Who Is Responsible for Throwing the Bridal Shower?

Plus, how to ask someone to do it.

sally bridal shower sunlit tables with greenery, flowers, and umbrellas
Credit: Donna Lam Photography

It's a wonderful feeling to have the people you love the most come together in one place weeks or months before the wedding to shower you with love and gifts. But pulling together a seamless bridal shower takes planning and foresight, and that requires a host at the helm. We asked an etiquette expert to explain who traditionally hosts this pre-wedding party.

Diane Gottsman, etiquette expert and founder of The Protocol School of Texas

The Traditional Bridal Shower Host

"Traditionally, the maid of honor and the wedding party shower the bride by hosting the event," says Diane Gottsman, etiquette expert and owner of The Protocol School of Texas. The maid of honor isn't the only option, however. Anyone close to the bride—including family—can host.

It used to be that immediate family members were never named as official hosts. "Immediate family, such as the mother or mother-in-law would never host because it would come across as if they were asking for gifts. However, there is always a caveat as rules continue to update," Gottsman said. "If a bride is not familiar with any of the people in the mother-in-law's circle, a mother-in-law may host a shower in honor of her soon-to-be daughter-in-law and invite friends and family to meet her."
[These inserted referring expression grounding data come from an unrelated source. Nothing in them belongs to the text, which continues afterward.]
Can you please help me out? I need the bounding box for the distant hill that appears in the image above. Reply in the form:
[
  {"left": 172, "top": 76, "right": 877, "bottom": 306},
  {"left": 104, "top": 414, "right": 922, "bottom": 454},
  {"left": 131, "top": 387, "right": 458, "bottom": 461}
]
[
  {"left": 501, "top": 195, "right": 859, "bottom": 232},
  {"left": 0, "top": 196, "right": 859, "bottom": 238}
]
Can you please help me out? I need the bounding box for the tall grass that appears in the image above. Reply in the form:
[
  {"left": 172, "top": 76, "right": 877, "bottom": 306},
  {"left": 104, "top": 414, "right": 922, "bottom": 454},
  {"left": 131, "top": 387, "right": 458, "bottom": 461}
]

And though Gottsman is a stickler for the traditional rules of etiquette, she says there are exceptions to every rule. "While I still believe a mother should not host a bridal shower, if there are financial difficulties, the mother of the bride could certainly offer to discreetly help," she says.
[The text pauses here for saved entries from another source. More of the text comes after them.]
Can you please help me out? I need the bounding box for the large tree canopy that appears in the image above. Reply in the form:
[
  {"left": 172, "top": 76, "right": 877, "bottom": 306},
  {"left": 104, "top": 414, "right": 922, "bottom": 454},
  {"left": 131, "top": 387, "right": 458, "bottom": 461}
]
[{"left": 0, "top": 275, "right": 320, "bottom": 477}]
How to Ask Someone to Host a Bridal Shower

What should a bride do if no one has offered to host a shower? Even though you know no one is obligated to give you one, you're disappointed (and it may especially hurt if you've thrown showers for other people).

First, consider that there may be a surprise shower in the wings. But if you're sure that's not the case and, as time goes on and still no word or sign, you've got to be brave and ask your maid of honor to throw you one. If she's hesitant because it's a money issue and the bridesmaids are strapped for cash, ask your mom or mother-in-law if they are willing to host a shower for you.

Hosting Your Own Bridal Shower

Although the idea of hosting your own shower—where you can execute your vision down to the last detail—may be appealing, it's generally a no-no, as it comes off as asking for gifts.

Who Pays for the Bridal Shower?

The host plans and pays for the bridal shower. When multiple hosts are enlisted for the duty, they should share the costs of hosting, which also lightens up the financial responsibility put on any one person.

Does the Bride-to-Be Have a Say in the Planning Process?

If asked for your input, it's acceptable to offer ideas or suggestions. Otherwise, sit back and allow your host to plan your shower. With your wedding on the horizon, you likely have enough on your plate.

"Hosts of the bridal shower should include the bride in some of the planning, asking her preferences, theme, needs, and special requests. A bride should not, however, try and micromanage planning the event," says Gottsman. "She does have to let the hosts know who is going to be on the guest list to make sure there are no hurt feelings."

What to Do After You Choose a Bridal Shower Host

A bridal shower can range from a meticulously planned brunch or garden party to a low-key backyard get-together. No matter the scale of your bridal shower, there are a few etiquette rules that stand the test of time. Promptly send invitations with all the details ideally six to eight weeks before the shower. Then, show gratitude to your guests by sending thank-you notes out within 48 hours and up to a month after your shower.